Wow Eric, I think I just soiled myself. Beautiful work!! Another front page worthy work of art!!


----------



## Kaspar (Sep 17, 2009)

hewunch said:


> Awesome as usual! Can you give more info on the "mini thickness sander"?



One of the Byrnes machines.  You'll need a perfectly milled pushbar/ platform and doubled sided tape to make it work.  But I used it to clean up everything, even the blank itself before cutting.  

The thing I like most about this pen design is how the Zebra stripes create optical illusions.


----------



## Kaspar (Sep 17, 2009)




----------



## mbroberg (Sep 17, 2009)

Beyond words!  Outstanding!!:biggrin:


----------



## Jim15 (Sep 18, 2009)

WOW, awesome.


----------



## el_d (Sep 18, 2009)

Very Nice. Wow.


----------



## gad5264 (Sep 18, 2009)

A fantastic looking writing instrument


----------



## VisExp (Sep 18, 2009)

Beautiful work.


----------



## DurocShark (Sep 18, 2009)

*stunned into silence


----------



## broitblat (Sep 18, 2009)

You know, I thought the blank was pretty cool looking without making anything from it, but now the pen!!!

  -Barry


----------



## DozerMite (Sep 18, 2009)

I knew I had seen it somewhere...
http://www.arizonasilhouette.com/Berea_Hardwoods_Pen_Kit_Images_9.htmhttp://www.ask.com/bar?q=arizona+si...=178&ab=0&u=http://www.arizonasilhouette.com/

Looks good, it inspired a design I did.


----------



## artme (Sep 19, 2009)

What a great pen!!


----------



## Ligget (Sep 20, 2009)

WOW, thats amazing! :worship:


----------



## jeff (Oct 1, 2009)

A nice shot for the front page!


----------



## Rollerbob (Oct 1, 2009)

Rollerbob said:


> Wow Eric, I think I just soiled myself. Beautiful work!! Another front page worthy work of art!!


 
I may not be able to compete, but I know my worthiness!!:biggrin: Way to go!!:wink:


----------



## Kaspar (Oct 1, 2009)

Thanks Jeff and everyone!


----------



## artme (Oct 1, 2009)

Wish I could see what all the fuss is about!


----------



## Kaspar (Oct 1, 2009)

http://www.penturners.org/

or,


----------



## rpearson (Oct 1, 2009)

Outstanding colorful piece of work!  Congrats on front page!:biggrin:


----------



## leehljp (Oct 2, 2009)

A couple of months of long hours has kept me from seeing a bunch of great pens being posted here. I sure missed this one and it is fantastic. I need to go back and see what else I missed. I am sure there will be very few, at best, that match this. 

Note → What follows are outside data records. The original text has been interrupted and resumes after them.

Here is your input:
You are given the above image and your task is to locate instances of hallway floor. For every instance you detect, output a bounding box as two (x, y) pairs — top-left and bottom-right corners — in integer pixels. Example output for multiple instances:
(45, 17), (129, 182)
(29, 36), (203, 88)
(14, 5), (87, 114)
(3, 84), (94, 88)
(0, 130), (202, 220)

Its not a pen, it is a work of art that happens to function as a pen! :good: :good: :good:


----------



## avbill (Oct 2, 2009)

Ocean front property Ha  In OKLAHOMA !    Where on the Red River! Now come out to California And I sell you some real Estate   eeven on the Golden Gate Bridge.  The district  needs money!!


----------



## elody21 (Oct 3, 2009)

Wow!


----------